Neither item is an exploitable vulnerability under the current threat model; both are correctness concerns that could become security-relevant if the routing logic evolves.

---

SEC-* Findings Resolved

None claimed by this PR. No open findings from the threat model are resolved by this diff.

---

🔐 Threat model: docs/threat-model.yaml · Updates on each push to this PR

[chatgpt-codex-connector]

💡 Codex Review

Here are some automated review suggestions for this pull request.

Reviewed commit: ea3c34b01d

ℹ️ About Codex in GitHub

Your team has set up Codex to review pull requests in this repo. Reviews are triggered when you

• Open a pull request for review
• Mark a draft as ready
• Comment "@codex review".

If Codex has suggestions, it will comment; otherwise it will react with 👍.

Codex can also answer questions or update the PR. Try commenting "@codex address that feedback".

[chatgpt-codex-connector]

Honor routing constraints in tool capability checks

When a tool request is constrained to a provider allowlist or exclusive self-route, this global capability check can be satisfied by an unrelated public provider while every allowed/owned provider is still rejected later by Traits.HasTools.

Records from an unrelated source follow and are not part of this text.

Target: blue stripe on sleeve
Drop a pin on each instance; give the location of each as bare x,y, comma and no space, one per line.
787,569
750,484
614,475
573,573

The subsequent QuickCapacityCheck/selfRouteUnavailable paths are trait-blind, so those constrained requests can queue until timeout instead of failing fast with the intended tool-capability error. Please apply the same allowlist/self-route constraints when checking for a tool-capable provider, or make the preflight capacity check trait-aware.

Useful? React with 👍 / 👎.

[chatgpt-codex-connector]

Parse Responses boilerplate before matching by substring

If a chat-completion content delta contains the literal string response.created or response.in_progress, this returns true before parsing the chunk and the dispatcher treats real output as pre-content boilerplate. When that provider then errors or stalls before another content chunk, the held chunk is discarded/retried or timed out even though user-visible content had already been generated. Please identify Responses lifecycle events from their parsed event/type fields rather than a raw substring match.

Useful? React with 👍 / 👎.

[chatgpt-codex-connector]

Apply template-render failures beyond tools

When a 0.6.5+ provider advertises template_render_ok=false because the scan failed a plain-chat or multimodal fixture, this check still allows non-tool text/vision requests to route to that provider. Since renderOK folds all canonical fixture failures into the same boolean, a bad model publish that cannot render ordinary or image/video prompts is not fenced off unless the consumer also sends tools; either split the advertised result by capability or gate every request shape represented by the failed check.

Useful? React with 👍 / 👎.

[chatgpt-codex-connector]

Keep cooled pairs out of capacity preflight

When all otherwise-eligible providers for a model are in the new inference-error cooldown, ReserveProviderEx skips them here but QuickCapacityCheck and the queue preflight still count them as admissible because they do not consult inferenceErrorCooldowns. A fresh public request can therefore pass capacity preflight, fail to reserve any provider, and sit in the 120s queue until timeout instead of failing/retrying immediately. Mirror this cooldown in the capacity/queue admission path as well as in scheduler snapshots.

Useful? React with 👍 / 👎.

[chatgpt-codex-connector]

Feed preamble race timeouts into the breaker

In the speculative race path, if either provider emits only held boilerplate and then both racers miss the extended preamble-to-content deadline, this timeout arm cancels both attempts without calling noteInferenceError with the 504 that the single-provider acceptedWait path records. Repeated role-then-stall failures during speculative dispatch therefore never trip the new provider/model cooldown, so the same zombie pair can keep soaking retries. Record a 504 for any racer with held preamble before canceling it here.

Useful? React with 👍 / 👎.

[chatgpt-codex-connector]

Do not clear shape-specific cooldowns on any success

A clean non-tool request to the same provider/model reaches RecordInferenceSuccess and deletes the entire cooldown, even when the strikes came from a deterministic tool/template failure that the non-tool path never exercised. In mixed traffic this lets ordinary completions immediately re-enable routing of tool requests to the same broken provider before the TTL expires, causing the original failure loop to recur. Key the breaker by the failing request traits or only clear it on a success for the same shape that generated the strikes.

Useful? React with 👍 / 👎.

[ethenotethan]

Automated Code Review — Layr-Labs/d-inference#

Verdict: REQUEST_CHANGES

Security — ⚠️ SKIPPED

Error: Expecting property name enclosed in double quotes: line 2 column 2 (char 3)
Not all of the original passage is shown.